Having started as a Method-style stage actor, Duvall has now all but given up theatre. "I haven't done theatre in many years. The great Eleonora Duse said she refused to do (a performance) eight times a week. I think eight times a week is a bit of a burden. If I had to go back to the theatre right now, I could do it but I prefer film because you get to travel and to meet people."
Duvall is hoping to be back in the saddle again soon. He is planning a new film, The Day the Cowboys Quit, adapted from a book by Elmer Kelton. "It's about some cowboys who went on strike against some big ranch owners who would not let them have their own band of horses and small herd of cattle." James Caan (a friend from Godfather days) has agreed to appear in it and Peter Berg is in talks to direct. The hitch now is finding the financing. Westerns aren't exactly a popular genre even if Duvall sees them as the quintessential American form of storytelling. "You [in the UK] have Shakespeare, and we [in the US] have certain things and the Western is one of them!" he declares.

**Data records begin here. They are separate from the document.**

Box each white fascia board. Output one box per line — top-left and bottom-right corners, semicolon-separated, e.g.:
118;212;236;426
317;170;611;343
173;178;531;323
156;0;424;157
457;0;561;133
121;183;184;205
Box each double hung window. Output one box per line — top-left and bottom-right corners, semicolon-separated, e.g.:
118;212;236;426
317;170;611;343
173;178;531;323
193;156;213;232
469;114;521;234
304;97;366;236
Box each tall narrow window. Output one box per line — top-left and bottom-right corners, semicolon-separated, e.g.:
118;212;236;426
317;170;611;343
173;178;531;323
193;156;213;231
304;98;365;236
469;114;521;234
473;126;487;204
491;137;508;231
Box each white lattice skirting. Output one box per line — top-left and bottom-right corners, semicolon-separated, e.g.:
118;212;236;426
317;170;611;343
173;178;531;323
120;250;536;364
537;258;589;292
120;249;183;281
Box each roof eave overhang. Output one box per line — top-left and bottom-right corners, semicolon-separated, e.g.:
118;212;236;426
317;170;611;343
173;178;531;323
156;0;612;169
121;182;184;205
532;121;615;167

One of the most incongruous credits in Duvall's very lengthy filmography is Scottish football drama A Shot at Glory, in which he co-starred with the Scotland international Ally McCoist. The film was shot in the East Neuk of Fife, not a location often visited by Hollywood stars.
What brought Duvall to Scotland to play dour Scottish football coach Gordon McCloud in a lowish-budget sports movie?
"It happened to be about Scottish football. I do like soccer, football, a lot. The Scottish are good at it but not great," Duvall states. "Somebody said that when they (the Scots) play Brazil, there is one team that thinks they're the greatest and the other team that knows they're the greatest."
Duvall has appeared with many screen greats over the last 50 years: Wayne, Gregory Peck, Marlon Brando, Frank Sinatra, Steve McQueen, Clint Eastwood, Laurence Olivier and Peter Finch. He singles out Brando as the one who influenced him most: "He was kind of like the godfather of young actors."
Even now, in his eighties, he isn't embarrassed to acknowledge his childlike admiration for such peers. "It's always good to have heroes. If you don't have heroes, at one point in your life, you don't grow. Nobody has all the answers … it is healthy and legitimate to have heroes."